Два часа спустя, обмундированные, накормленные, вооруженные трехлинейными винтовками и непременными противогазами, побрякивая пустыми котелками, мы бодро шагали в предутренней тиши навстречу войне. Природа Заполярья была мне давно знакома. Севернее этих мест, в Кольско-Лопарском районе, я работал в 1927–1928 годах политпросветчиком, часто ездил по своему району, куда входила и Кандалакша.
В этот прекрасный, чарующе-тихий и вместе с тем строгий край скалистых гор, многочисленных озер и долин вторглась война. Но в эти дни, когда на Западном фронте фашистская лавина уже катилась с боями по землям Белоруссии, Украины и Прибалтики, сжигая и уничтожая на своем пути все живое, здесь было относительное затишье. Разрушив воздушными налетами в первый день войны наши приграничные, ничем не прикрытые с воздуха аэродромы, военные городки и склады, гитлеровская армия не то не могла пробить нашей обороны на суженном участке, не то чего-то выжидала, не проявляя активности. И нам, не знавшим о положении дел на западе, лишенным всякой информации, все военные приготовления здесь показались игрой, мирными маневрами. Даже почти непрерывные полеты немецких самолетов над линией железной дороги и параллельным ей шоссе мало что говорили о настоящей войне.
Наутро с вновь прибывшими знакомился начальник медсанбата, высокий и стройный брюнет, интендант третьего ранга Темников. Затем нас распределили по подразделениям, и я с десятью другими земляками был зачислен в эвакуационный взвод.
Медсанбат расположился на высоком плато, поросшем негустым лесом. Правая граница нашего палаточного городка находилась на почти отвесном крутом обрыве, а глубоко под нами, в узкой долине, уходящей на запад, посверкивали две стальные нитки железной дороги, и рядом с нею темнела полоса кое-где разбитого бомбежками шоссе.
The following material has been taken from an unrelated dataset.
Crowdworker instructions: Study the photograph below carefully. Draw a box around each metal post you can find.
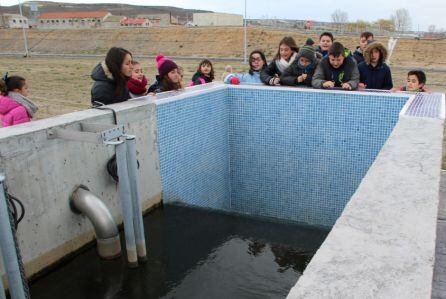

Пока не было боев, наш взвод нес караульную службу. В такой караул назначили и меня. Укрывшись в зарослях можжевельника на кромке обрыва, мы, необстрелянные новобранцы, дотошно выспрашивали кадрового старшину-санинструктора о первых днях войны на этом участке. Показывая на разрушенные деревянные строения по ту сторону трассы, он рассказывал:
– Всего неделю назад там располагался штаб дивизии со всеми своими службами. А на второй день войны немцы разбомбили его.
– А где же была противовоздушная оборона? Наши самолеты? Чем же занималась разведка? Убитых много было?
– Разведка уже давно доносила о скоплениях воинских частей по ту сторону границы, и штаб заблаговременно перебазировался в лес. Убитых было немного: там оставался только караул да кое-кто из хозяйственников. А насчет нашей авиации — то тут дело темное, секретное…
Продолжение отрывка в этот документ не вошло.